Vasculitides are a heterogeneous group of diseases, comprising necrotising and non-necrotising vessel diseases. It has been proven that infections are the cause of some vasculitides, such as polyarteritis nodosa (PAN) or mixed cryoglobulinaemia , and it has been hypothesised that others might be due to infectious agents. On the other hand, patients frequently develop infections, mainly as a consequence of treatments prescribed to treat their vasculitides. Steroids, immunosuppressants and most immunomodulating agents facilitate infections and combined therapies increase that risk. Concerning infection-related vasculitides, for several decades, we have recommended treating the causal infection before prescribing immunosuppressants because the latter jeopardise liver function, for example, when hepatitis B virus (HBV) or hepatitis C virus (HCV) is the causal agent, and, thus, can subsequently affect long-term survival. For this group of vasculitis patients, the infectious risk is high and complex, combining those of worsening the vasculitis outcome and side effects resulting from immunosuppressant use. Herein, we describe the flip sides of infections in vasculitides: the cause of the latter and the consequence of their treatment.

Infections causing vasculitides

In the recently revised Chapel Hill Nomenclature , a specific subgroup of vasculitides was identified as ‘vasculitis-associated with probable aetiology’ and comprises three infections: HBV-related PAN (HBV–PAN), HCV-related cryoglobulinaemic vasculitis and syphilis-associated vasculitis (not covered in this chapter). This nomenclature emphasises the role of infectious agents in the development of vasculitis. Recently, a Burkholderia -like bacterium was shown to be the probable cause of giant-cell arteritis . Even though that finding needs to be confirmed by other studies, it seems reasonable to hypothesise that infections have some responsibility in the occurrence of some vasculitides.

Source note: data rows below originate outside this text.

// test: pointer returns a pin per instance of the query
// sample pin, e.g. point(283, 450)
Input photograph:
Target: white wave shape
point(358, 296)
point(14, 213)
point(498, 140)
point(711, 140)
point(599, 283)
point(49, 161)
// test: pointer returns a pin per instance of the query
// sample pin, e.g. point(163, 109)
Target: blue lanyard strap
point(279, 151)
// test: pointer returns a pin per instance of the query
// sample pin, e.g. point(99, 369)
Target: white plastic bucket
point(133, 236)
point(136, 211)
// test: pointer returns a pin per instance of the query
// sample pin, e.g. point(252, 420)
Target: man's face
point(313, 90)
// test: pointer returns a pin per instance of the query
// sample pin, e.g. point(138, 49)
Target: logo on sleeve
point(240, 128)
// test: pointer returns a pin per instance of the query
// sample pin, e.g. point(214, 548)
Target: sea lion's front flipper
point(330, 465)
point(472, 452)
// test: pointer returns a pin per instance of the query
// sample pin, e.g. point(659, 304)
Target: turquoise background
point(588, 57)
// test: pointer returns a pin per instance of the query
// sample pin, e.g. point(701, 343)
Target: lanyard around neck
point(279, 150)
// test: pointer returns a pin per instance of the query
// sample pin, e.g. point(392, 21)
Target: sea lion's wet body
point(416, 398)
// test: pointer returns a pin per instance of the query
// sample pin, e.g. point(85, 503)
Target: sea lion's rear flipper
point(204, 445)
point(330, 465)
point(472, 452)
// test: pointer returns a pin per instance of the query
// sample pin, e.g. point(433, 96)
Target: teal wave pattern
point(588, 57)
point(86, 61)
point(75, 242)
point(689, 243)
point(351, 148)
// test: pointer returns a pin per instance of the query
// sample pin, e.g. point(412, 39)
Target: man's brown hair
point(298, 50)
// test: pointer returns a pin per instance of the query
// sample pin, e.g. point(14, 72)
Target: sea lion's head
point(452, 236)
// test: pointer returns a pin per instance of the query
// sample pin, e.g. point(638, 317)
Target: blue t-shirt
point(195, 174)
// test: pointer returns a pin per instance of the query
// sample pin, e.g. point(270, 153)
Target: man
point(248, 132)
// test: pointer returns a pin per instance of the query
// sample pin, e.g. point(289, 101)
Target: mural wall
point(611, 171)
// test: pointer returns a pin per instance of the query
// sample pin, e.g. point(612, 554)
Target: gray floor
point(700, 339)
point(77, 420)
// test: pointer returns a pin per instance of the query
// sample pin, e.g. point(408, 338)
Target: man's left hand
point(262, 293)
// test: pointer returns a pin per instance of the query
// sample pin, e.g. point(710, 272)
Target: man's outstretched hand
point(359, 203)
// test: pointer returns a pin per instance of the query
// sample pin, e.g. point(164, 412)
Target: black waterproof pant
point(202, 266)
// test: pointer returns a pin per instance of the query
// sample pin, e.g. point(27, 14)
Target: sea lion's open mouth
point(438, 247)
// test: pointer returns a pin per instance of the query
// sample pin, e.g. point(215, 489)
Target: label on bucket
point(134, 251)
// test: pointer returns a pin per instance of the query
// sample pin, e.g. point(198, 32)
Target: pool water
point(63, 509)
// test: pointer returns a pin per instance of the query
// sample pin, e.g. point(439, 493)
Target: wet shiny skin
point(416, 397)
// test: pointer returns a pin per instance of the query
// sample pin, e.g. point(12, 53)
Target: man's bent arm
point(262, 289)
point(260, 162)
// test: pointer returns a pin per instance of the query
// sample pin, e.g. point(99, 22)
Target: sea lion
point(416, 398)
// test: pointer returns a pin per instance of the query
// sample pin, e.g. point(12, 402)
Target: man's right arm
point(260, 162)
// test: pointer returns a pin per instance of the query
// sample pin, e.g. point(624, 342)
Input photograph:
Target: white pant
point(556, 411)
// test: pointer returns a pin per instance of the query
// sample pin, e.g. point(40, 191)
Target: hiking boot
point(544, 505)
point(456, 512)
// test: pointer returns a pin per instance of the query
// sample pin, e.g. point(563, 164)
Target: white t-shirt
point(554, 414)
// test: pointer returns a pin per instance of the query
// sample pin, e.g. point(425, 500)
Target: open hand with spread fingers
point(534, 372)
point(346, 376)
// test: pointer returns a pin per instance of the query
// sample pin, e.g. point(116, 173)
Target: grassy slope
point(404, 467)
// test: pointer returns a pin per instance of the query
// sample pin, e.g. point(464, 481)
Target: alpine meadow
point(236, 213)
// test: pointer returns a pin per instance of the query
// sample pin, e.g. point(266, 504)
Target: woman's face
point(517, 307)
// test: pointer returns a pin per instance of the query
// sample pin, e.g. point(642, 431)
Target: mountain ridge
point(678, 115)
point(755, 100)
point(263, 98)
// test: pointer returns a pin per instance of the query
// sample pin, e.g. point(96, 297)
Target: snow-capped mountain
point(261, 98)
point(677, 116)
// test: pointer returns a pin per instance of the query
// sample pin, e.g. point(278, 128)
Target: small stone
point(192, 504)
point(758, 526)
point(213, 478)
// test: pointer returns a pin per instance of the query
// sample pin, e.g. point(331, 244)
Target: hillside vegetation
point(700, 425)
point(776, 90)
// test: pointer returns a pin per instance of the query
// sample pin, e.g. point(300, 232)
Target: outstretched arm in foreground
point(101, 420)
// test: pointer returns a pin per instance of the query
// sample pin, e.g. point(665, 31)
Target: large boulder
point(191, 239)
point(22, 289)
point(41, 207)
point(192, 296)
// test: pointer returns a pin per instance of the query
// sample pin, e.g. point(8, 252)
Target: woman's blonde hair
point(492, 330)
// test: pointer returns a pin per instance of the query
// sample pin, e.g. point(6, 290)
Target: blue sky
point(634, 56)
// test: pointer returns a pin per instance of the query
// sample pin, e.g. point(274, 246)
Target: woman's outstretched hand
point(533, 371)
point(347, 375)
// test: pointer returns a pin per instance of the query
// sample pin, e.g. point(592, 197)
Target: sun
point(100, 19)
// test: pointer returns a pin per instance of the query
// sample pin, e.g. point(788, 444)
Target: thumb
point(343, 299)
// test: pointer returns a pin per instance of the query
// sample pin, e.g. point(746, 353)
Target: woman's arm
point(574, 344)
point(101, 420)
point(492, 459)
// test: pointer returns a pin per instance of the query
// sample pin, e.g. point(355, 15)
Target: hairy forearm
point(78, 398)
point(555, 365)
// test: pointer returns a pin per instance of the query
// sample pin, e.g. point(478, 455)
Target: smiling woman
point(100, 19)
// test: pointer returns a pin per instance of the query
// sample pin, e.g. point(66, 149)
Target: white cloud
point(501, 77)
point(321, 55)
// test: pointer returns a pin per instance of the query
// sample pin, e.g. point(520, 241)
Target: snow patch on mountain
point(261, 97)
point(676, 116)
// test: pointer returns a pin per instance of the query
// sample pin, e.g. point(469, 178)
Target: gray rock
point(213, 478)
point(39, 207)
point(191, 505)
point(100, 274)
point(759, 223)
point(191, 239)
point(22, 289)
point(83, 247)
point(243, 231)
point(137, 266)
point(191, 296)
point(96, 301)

This chapter covers only HBV- and HCV-related vasculitides and, briefly, addresses vasculitides associated with other micro-organisms.

Hepatitis B virus-related PAN

PAN is the inflammation and subsequent necrosis of medium-sized artery walls that leads to microaneurysm formation and organ infarction.

Epidemiology

PAN is a rare disease that affects all racial groups. Estimates of the annual incidence of PAN-type systemic vasculitides in the general population range from 4.6/1,000,000 in England , and 9.0/1,000,000 in Olmsted County, Minnesota, to 77/1,000,000 in a hepatitis B-hyperendemic Alaskan Eskimo population . In a German study , the PAN incidence was extremely low (0.3–0.4/1,000,000 according to the year and part of the country). In France, PAN prevalence was 34/1,000,000 in Seine-Saint-Denis, a northern suburb of the Paris . Its prevalence was the highest among the vasculitides that were studied (microscopic polyangiitis (MPA), PAN, eosinophilic granulomatosis with polyangiitis (EGPA; Churg–Strauss syndrome) and granulomatosis with polyangiitis (GPA; Wegener)) but its incidence has declined in parallel with that of HBV infection .

In France, HBV infection transmitted by contaminated blood transfusion has now disappeared; the last proven case occurred in 1987 , but intravenous drug abuse has rapidly become a major cause of HBV–PAN , as are cases due to sexual transmission of HBV to individuals at risk who were not vaccinated. The development of vaccines against HBV and their administration to people at risk also explain the dramatically decreased number of new cases observed since 1989. For the last 3 years, HBV–PAN has rarely been observed. Moreover, the frequency of PAN, due to HBV infection or not, has also declined in parallel.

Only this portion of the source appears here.